After it flew away I ran outside and stood in the middle of the yard. No chickens, not a peep, not a scratch. I checked the coop to see if they’d run for cover—empty. I went over to the studio and stood quietly, listening, and finally two of the chickens came around the corner, nervously looking around, and gathered around my feet. Then two more crawled out from under the studio, and I got down on hands and knees to see who else was there. We found Fancy, our aracauna, smashed between a bale of straw and the front of the studio with her head under her wing. There were piles of feathers on the ground but we couldn't see who’d had the close call. It wasn't until I was luring them back over to the coop that I saw Honey with blood on her neck.
I scooped her up, rushed her into the house and put her in the bathroom, then went to get an old towel. By the time I got back she had already pooped on the floor—at least she didn't do it while I was carrying her through the living room. Lori helped me clean her up and it seems that the only injury she sustained was a cut on her waddle, which was dripping blood onto her neck. She sat very still and quiet while we wiped her down, and then I took her back to the coop where she picked at some scratch as if nothing had happened.
.
I am amazed at how instinctively these birds behave, considering however many hundreds of generations removed they are from their wild ancestors. They knew where to go to escape danger, how to hide when they couldn't find shelter, and when it was safe to come out. They understand that they are safer as a group and sound the alarm when danger is near. While they have a brain the size of a (small) grape, they are much wiser about the wild than many of us are.


And so, I can say with a certain amount of pride,

Chickens: 1
Chicken Hawk: 0

Friday, February 6, 2009

The thaw begins

Ah, Spring. I know, the calendar says we still have six weeks or so to go, but on February 5th we passed the halfway point between the winter solstice and the spring equinox, and I can feel the change. The sun is higher and warmer, the days noticeably longer. Here in southeast Michigan we've gained about an hour and a half of daylight, 50 minutes of it in the evening. Even when the air temperature doesn't get above freezing the sun is warm enough to melt the snow. Bare patches get bigger every day. I start to hear the drip drip drip of spring.


I remember when I was a kid how excited I would get when it rained for the first time each year. It was a sure sign that winter was on its last legs. Winters have changed, warmed since then, and we had been getting rain at any time of the winter--a few years back we had a thunderstorm on New Year's Eve. But this winter has been more like what I remember as a kid, cold and snowy--we still have around one foot of snow on the ground. What's wonderful about that is you really feel the change of seasons, winter turning into spring seems to mean more, is more powerful, carries more excitement. It's hard to get excited about spring when there's been no snow on the ground all winter.

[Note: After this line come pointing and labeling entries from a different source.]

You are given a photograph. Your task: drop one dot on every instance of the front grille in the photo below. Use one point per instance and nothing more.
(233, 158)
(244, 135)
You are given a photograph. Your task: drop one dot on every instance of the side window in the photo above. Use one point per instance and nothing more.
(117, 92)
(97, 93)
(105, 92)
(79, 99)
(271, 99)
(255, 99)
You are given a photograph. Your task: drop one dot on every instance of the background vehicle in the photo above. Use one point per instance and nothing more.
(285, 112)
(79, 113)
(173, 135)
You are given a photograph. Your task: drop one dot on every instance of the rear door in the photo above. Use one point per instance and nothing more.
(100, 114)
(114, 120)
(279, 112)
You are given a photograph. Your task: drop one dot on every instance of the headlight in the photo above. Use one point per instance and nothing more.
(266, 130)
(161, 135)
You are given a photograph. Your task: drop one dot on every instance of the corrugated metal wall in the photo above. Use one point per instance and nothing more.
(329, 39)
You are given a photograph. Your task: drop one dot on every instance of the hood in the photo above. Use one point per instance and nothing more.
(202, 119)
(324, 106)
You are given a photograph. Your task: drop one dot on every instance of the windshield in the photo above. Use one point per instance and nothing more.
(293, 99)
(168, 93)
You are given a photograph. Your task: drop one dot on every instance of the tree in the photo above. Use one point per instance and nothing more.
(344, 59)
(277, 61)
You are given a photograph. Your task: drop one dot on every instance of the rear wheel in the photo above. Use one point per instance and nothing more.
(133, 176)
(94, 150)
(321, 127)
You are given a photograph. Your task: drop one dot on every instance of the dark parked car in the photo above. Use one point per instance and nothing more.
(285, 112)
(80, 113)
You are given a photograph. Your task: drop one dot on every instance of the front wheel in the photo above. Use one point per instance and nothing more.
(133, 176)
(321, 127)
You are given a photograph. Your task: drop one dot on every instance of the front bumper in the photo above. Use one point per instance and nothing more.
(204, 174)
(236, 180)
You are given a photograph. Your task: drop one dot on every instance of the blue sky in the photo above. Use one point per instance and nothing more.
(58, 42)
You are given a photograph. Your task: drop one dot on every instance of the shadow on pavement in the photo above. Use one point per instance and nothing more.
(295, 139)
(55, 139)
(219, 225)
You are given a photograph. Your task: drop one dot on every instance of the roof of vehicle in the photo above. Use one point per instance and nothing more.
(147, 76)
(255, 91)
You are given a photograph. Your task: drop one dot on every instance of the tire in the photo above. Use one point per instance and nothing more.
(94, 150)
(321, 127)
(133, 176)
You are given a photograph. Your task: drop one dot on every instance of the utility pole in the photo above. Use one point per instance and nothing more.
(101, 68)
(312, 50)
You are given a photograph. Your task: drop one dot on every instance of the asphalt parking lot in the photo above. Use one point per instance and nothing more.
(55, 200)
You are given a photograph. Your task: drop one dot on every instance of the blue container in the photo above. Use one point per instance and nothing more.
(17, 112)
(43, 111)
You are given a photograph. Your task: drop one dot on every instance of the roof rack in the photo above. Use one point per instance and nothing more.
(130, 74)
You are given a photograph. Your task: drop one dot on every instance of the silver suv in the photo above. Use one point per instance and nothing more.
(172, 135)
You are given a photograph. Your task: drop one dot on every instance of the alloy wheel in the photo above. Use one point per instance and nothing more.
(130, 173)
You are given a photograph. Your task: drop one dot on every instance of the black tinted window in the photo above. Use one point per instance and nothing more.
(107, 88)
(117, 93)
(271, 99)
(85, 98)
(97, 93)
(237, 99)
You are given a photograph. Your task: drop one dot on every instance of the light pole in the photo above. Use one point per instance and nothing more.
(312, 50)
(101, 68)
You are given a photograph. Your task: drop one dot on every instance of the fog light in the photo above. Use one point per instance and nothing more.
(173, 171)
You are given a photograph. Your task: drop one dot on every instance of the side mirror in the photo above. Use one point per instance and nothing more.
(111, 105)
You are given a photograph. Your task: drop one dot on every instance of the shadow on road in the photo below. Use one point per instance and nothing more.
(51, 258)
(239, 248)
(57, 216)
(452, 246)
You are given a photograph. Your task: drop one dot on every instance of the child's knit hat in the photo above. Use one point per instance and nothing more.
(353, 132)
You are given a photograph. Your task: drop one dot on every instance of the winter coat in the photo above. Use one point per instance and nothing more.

I know plenty of people who rejoice in a warm winter, but for me it's the change of seasons that makes living here so wonderful. I love the transition, love how each time I leave the house it's just a little bit different outside. One day I notice the snow's not so deep. Later I'll hear my first robin of the year. Next thing I know the house wren is waking me up at five in the morning, singing outside my open window. The peepers of spring become the cicadas of summer become the crickets of fall. I'll wake up one morning and there's been a frost, and I know it won't be long before the first flakes fly. The juncos return and it's time to dig out the snow shovels. And when the snow does fall again I'll strap on my snowshoes and dare winter to try to keep me inside, and listen carefully for those first drips of spring.